Since I had some time this morning before plunging into my day, I took the Girls voting with me. I explained to them the difference between a primary and a general election. I heard that Daughter #1 and her friends had been discussing politics. All of her friends would vote for John McCain, apparently because Obama and Clinton “hate Lilly”. This isn’t odd because a plurality of the parents at their school work at Eli Lilly & Co. It’s so much a part of the fabric of Indianapolis that people say that they work at “Lilly’s”, as if it’s the corner drug store. And, in a sense, it is. Daughter #2 says, “Billy met Obama, Joanie met Clinton, and Mary met McCain.” So, they’re being politicized from an early age.
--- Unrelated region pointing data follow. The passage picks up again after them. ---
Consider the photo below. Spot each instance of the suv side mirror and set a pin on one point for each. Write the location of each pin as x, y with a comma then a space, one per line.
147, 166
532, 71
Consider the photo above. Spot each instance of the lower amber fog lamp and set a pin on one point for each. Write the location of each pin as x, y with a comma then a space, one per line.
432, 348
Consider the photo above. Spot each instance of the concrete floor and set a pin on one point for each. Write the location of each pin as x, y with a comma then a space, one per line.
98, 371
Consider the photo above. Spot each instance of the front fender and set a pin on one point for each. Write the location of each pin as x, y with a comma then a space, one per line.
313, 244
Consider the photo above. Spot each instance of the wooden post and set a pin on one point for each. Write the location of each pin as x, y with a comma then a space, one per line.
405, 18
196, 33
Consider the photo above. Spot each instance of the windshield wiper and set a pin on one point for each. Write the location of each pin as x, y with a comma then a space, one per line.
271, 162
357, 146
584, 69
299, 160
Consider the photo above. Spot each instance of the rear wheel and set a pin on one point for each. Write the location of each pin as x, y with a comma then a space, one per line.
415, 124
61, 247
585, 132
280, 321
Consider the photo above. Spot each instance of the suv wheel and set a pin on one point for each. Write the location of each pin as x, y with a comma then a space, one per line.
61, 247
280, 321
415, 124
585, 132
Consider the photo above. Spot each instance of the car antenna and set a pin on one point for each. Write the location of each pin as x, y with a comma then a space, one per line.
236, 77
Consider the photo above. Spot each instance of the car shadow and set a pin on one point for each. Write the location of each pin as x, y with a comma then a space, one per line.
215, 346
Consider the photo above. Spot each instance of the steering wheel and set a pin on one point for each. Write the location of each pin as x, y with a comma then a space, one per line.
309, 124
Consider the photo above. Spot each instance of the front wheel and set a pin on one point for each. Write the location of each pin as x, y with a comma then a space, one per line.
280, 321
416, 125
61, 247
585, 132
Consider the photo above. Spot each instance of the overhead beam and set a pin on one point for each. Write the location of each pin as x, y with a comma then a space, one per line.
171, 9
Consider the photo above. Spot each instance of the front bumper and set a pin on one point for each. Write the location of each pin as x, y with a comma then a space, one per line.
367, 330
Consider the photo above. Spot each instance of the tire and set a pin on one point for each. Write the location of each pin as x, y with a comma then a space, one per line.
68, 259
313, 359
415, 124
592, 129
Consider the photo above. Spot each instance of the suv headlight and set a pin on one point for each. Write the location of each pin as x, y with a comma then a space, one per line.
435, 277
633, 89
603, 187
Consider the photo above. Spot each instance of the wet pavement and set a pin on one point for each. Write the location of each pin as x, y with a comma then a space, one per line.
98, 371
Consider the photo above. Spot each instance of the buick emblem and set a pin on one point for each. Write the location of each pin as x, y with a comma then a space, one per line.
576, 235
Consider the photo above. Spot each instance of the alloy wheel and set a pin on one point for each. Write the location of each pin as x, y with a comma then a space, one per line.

The big loss is that of the big Ka-CHUNK style voting machines. Yes, we’ve forsaken the hanging chad, but there was nothing in the world like the old-school things. Now, it’s a computer screen, which the girls can see anywhere — just another video game. Bring back the automat!
A random thought that’s been floating around my head for months. The media has been flinging the “Obama’s middle name” thing around like it’s a bad thing. But isn’t it the greatest F-U to those who would seek to destroy us that we can have a President sporting one of “their” names, and still be a pluralistic society, and still kick their asses? It’s like ripping someone’s arm off and beating them with it.

When I was a senior in high school in your fair city (which I lived in on three separate occasions because my dad was a Lilly lifer), our school administration decided to rent real voting machines, the kind with curtains and levers, for the student council elections (our school had about 4000 students, so this might actually have been worthwhile) so that we could learn how to use them. That was the one and only election where I got to use a real live voting machine and I have to say, I’m a little disappointed. I voted absentee while in college (and for a year or two afterwards because I was too lazy to figure out how to change my voter registration) and then got stuck with Chicago’s hanging chad system. Out here in the suburbs, they give us a ballot and a black magic marker. And I have to say, it just doesn’t feel like voting. It feels like an elementary school art project. Where’s the pomp?